There may be end zones, a ball and some field goals, but it isn’t football.

The sport is rugby, and several Troy students have formed a club.

It is akin to American football; but, there are some major differences, like the scoring method.

“There are three major differences between rugby and American football,” said Hill Beedy, a Junior accounting major from Fairhope, Alabama. “There is minimum protective wear, passing the ball forward is not allowed and play does not stop during a tackle. Unlike American football, players are not allowed to hold the ball during a tackle.”

Rugby is a sport that started at rugby school in Warwickshire, England, in 1823.

The games can be grouped into two types: the 7s games and the 15s games. This classification is based on the number of players per team.

The goal of the games is to score as many points as possible. The 15s games have a combined time of 80 minutes with a five-minute half-time. The games begin with a kick-off, and players cannot pass forward. One can only pass the ball back as they move forward.

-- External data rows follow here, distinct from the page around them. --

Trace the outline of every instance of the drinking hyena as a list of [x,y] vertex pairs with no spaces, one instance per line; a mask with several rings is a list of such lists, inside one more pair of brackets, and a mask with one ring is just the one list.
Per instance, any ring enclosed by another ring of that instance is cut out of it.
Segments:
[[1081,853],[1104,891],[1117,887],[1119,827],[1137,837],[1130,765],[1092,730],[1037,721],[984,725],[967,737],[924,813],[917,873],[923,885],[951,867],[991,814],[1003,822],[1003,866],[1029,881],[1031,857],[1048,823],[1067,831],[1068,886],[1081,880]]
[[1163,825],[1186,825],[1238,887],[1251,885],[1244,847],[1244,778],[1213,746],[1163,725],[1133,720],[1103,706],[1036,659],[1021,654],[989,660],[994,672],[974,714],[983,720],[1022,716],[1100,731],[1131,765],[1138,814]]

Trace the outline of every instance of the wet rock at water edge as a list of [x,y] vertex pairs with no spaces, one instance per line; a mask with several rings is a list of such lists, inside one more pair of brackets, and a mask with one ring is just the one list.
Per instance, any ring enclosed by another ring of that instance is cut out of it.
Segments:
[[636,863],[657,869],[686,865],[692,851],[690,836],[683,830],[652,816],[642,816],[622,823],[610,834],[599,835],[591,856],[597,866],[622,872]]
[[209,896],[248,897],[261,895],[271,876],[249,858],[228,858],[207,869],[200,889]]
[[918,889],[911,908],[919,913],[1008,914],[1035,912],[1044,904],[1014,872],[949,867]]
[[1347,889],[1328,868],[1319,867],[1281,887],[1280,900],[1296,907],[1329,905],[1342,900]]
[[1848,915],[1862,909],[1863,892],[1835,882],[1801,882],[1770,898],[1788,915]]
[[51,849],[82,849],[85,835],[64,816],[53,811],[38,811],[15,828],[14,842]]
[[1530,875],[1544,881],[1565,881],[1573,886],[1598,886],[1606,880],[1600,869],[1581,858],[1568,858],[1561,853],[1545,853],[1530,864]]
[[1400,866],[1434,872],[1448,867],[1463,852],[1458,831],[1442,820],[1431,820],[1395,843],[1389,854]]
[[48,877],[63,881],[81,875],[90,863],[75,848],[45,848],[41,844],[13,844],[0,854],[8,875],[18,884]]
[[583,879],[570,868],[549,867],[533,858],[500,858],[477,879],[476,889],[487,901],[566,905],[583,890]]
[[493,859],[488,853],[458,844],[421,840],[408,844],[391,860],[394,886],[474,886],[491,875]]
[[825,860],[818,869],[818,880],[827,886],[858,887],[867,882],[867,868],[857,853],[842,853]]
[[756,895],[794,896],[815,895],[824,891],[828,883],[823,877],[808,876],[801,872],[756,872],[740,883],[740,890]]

Players score by touching the ball to the ground inside the end zone, known as a “try.” After scoring a try, players of the scoring team kick a field goal, similar to football.

Unlike in football, certain penalties can result in a penalty kick. The team on the receiving end of the foul can attempt a field goal from the spot of the foul.

Trys are worth 5 points, extra-point kicks are worth two additional points and penalty kicks are worth 3 points.

Beedy, who was elected at the end of the Spring 2019 semester, is currently the president of the Troy Rugby Men’s Club. A women’s club started in 2018, and currently has seven members.

Club practice is at the band field on John M. Long Drive on Mondays and Wednesdays. It starts at 5:30 p.m. and 6:30 p.m. for the women’s and men’s clubs, respectively.

“Troy Rugby is a part of the Deep South College rugby conference; therefore, we usually play against schools in the Southeast,” Beedy explained. “Division 1 schools in Florida and Alabama, including schools like Auburn University, Jacksonville State University, and University of Alabama, Birmingham.

The spring semester is when conference play starts. The 7s games are popular during the spring semester. T

hey have a combined time of 14 minutes, but that can be more exhausting when compared to 15s games.

“Scouts usually come to the games and there have been cases where people get recruited,” Beedy said. A Troy University graduate currently plays for the Montgomery Yellowhammers.

One can join the rugby club by attending practice. Club dues are paid annually. The first payment is $100 because it covers a club uniform. After that, annual dues are $65.

The Troy Rugby Men’s team has 17 members and everyone is welcome to join.

“It is a great place to start if looking for friends,” said Jordan Montgomery, a freshman exercise science major from Hampton, Georgia. “I have found my brotherhood and all the guys are usually nice.”